Let's test our Qwen3 agent by asking it about OpenVINO GenAI. The agent will use its thinking capabilities and available tools to provide a comprehensive response.

In [None]:
agent.run("What is OpenVINO GenAI? What are the latest features?", reset=True)

## 🚀 Launch Interactive Gradio Demo

Now let's create an interactive web interface using Gradio. This will provide a user-friendly chat interface where you can interact with the Qwen3 agent in real-time, showcasing the accelerated performance from OpenVINO GenAI's speculative decoding.

In [None]:
from smolagents import GradioUI

# Create and launch the Gradio interface
demo = GradioUI(agent)
demo.launch(share=False)

## 🎉 Summary

Congratulations! You've successfully implemented and deployed a high-performance Qwen3 agent with accelerated inference.
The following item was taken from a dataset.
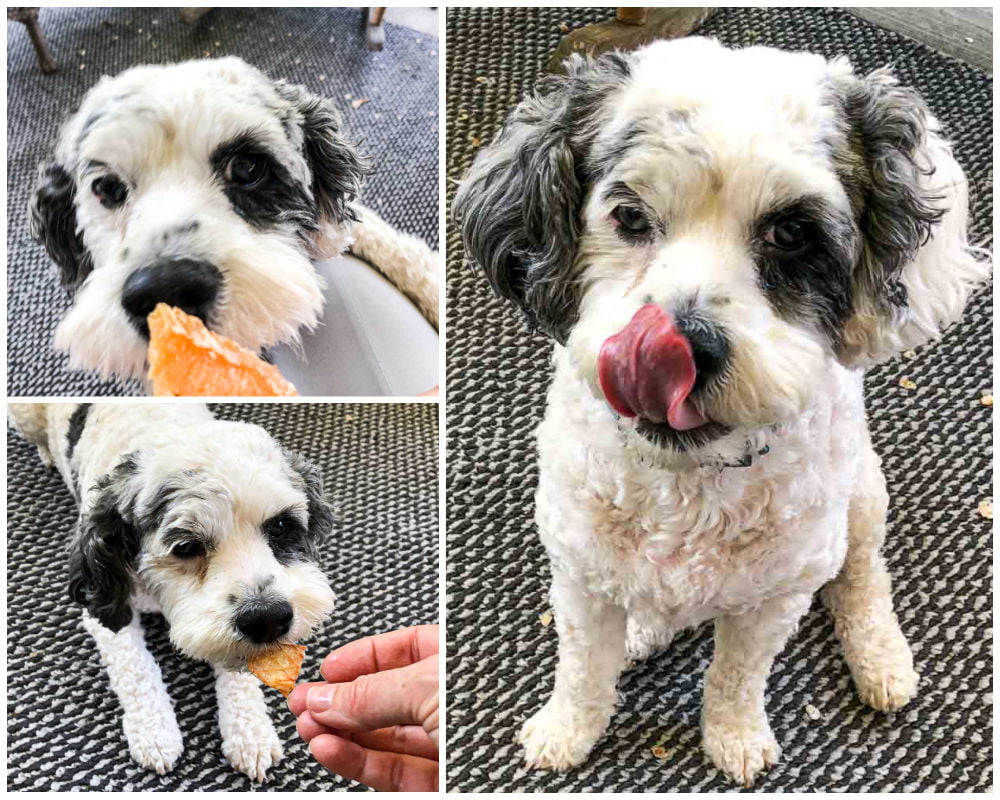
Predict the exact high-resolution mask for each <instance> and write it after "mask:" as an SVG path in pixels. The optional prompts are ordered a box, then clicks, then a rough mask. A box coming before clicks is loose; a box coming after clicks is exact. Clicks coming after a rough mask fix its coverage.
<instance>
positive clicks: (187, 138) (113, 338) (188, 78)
mask: <svg viewBox="0 0 1000 800" xmlns="http://www.w3.org/2000/svg"><path fill="white" fill-rule="evenodd" d="M366 170H367V164H366V162H365V160H364V159H363V158H362V157H361V156H359V155H358V153H357V152H356V150H355V149H354V147H353V145H352V144H351V143H349V142H348V141H347V140H346V139H345V138H344V134H343V130H342V124H341V119H340V116H339V114H338V113H337V111H336V110H335V109H334V108H333V106H332V105H331V104H330V103H329V102H328V101H325V100H320V99H319V98H316V97H313V96H311V95H309V94H308V93H306V92H305V91H304V90H302V89H301V88H299V87H295V86H289V85H286V84H283V83H280V82H273V81H271V80H269V79H268V78H267V77H266V76H264V75H263V74H262V73H260V72H259V71H257V70H255V69H253V68H252V67H250V66H248V65H247V64H245V63H244V62H242V61H240V60H239V59H236V58H225V59H219V60H206V61H191V62H187V63H183V64H178V65H173V66H165V67H153V66H149V67H136V68H135V69H131V70H128V71H127V72H124V73H122V74H121V75H119V76H117V77H114V78H104V79H103V80H102V81H101V82H100V83H98V84H97V86H95V87H94V88H93V89H92V90H91V91H90V92H89V93H88V94H87V96H86V97H85V98H84V100H83V103H82V105H81V106H80V109H79V110H78V111H77V112H76V113H75V114H74V115H73V117H72V118H71V119H70V120H69V121H68V122H67V123H66V125H65V126H64V128H63V130H62V133H61V135H60V139H59V143H58V146H57V148H56V153H55V159H54V160H53V161H52V162H50V163H46V164H43V165H42V168H41V176H40V182H39V185H38V188H37V191H36V194H35V198H34V201H33V203H32V209H31V216H32V232H33V234H34V235H35V237H36V238H37V239H39V240H40V241H42V242H44V244H45V246H46V248H47V249H48V251H49V253H50V255H51V256H52V258H53V260H55V261H56V263H57V264H59V266H60V267H61V269H62V275H63V282H64V284H65V285H67V286H68V287H69V288H70V289H71V290H73V291H74V292H75V298H74V303H73V306H72V308H71V309H70V310H69V312H68V313H67V314H66V316H65V318H64V319H63V320H62V322H61V323H60V325H59V327H58V329H57V331H56V346H57V347H59V348H60V349H64V350H67V351H69V353H70V357H71V362H72V364H73V365H74V366H78V367H83V368H87V369H95V370H99V371H100V372H102V373H104V374H106V375H109V374H117V375H120V376H124V377H129V376H139V375H141V374H142V372H143V369H144V366H145V351H146V346H147V337H148V329H147V327H146V316H147V315H148V314H149V312H151V311H152V310H153V308H154V307H155V305H156V304H157V303H159V302H165V303H168V304H170V305H174V306H176V307H178V308H181V309H183V310H184V311H187V312H188V313H190V314H193V315H195V316H198V317H200V318H201V319H202V320H203V321H204V322H205V323H206V325H208V327H209V328H210V329H212V330H215V331H218V332H220V333H222V334H224V335H226V336H229V337H230V338H232V339H235V340H236V341H237V342H239V343H240V344H242V345H243V346H245V347H248V348H250V349H253V350H259V349H261V348H264V347H267V346H269V345H272V344H275V343H277V342H283V341H291V340H295V339H296V338H297V336H298V335H299V332H300V330H301V329H302V328H303V327H305V328H308V327H311V326H313V325H315V323H316V321H317V317H318V314H319V311H320V309H321V308H322V304H323V295H322V289H323V286H322V283H321V281H320V279H319V277H318V276H317V274H316V272H315V270H314V268H313V265H312V261H311V259H312V258H313V257H319V256H328V255H336V254H338V253H340V252H341V251H343V250H344V249H345V247H346V246H347V244H348V242H349V226H350V222H351V221H352V220H353V212H352V210H351V207H350V205H349V203H350V201H351V200H352V198H353V197H354V195H355V194H356V193H357V191H358V189H359V186H360V183H361V180H362V177H363V175H364V173H365V171H366Z"/></svg>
Here's what we accomplished:

### What We Built:
- **OpenVINO GenAI Server**: Deployed Qwen3-8B with speculative decoding using a 0.6B draft model
- **Smolagents Integration**: Created a tool-calling agent with access to base tools
- **Interactive Interface**: Launched a Gradio web UI for real-time interaction

### Key Performance Benefits:
- **1.6x faster inference** compared to standard auto-regressive generation
- **Optimized for Intel hardware** using OpenVINO's acceleration
- **Real-time tool calling** with thinking capabilities enabled

### Technical Stack:
- **Intel OpenVINO GenAI** for optimized inference
- **HuggingFace Smolagents** for agent framework
- **Qwen3 models** (8B target + 0.6B draft) for speculative decoding
- **Gradio** for interactive web interface

### Expanding Agent Capabilities:
With smolagents, you can easily extend your agent by:
- **Custom Tools**: Add domain-specific tools for specialized tasks
- **MCP Integration**: Connect to Model Context Protocol servers for external capabilities
- **Sub-Agents**: Create hierarchical agent systems with specialized sub-agents

You now have a working demonstration of accelerated AI agent inference on Intel AI PCs with tool-calling capabilities!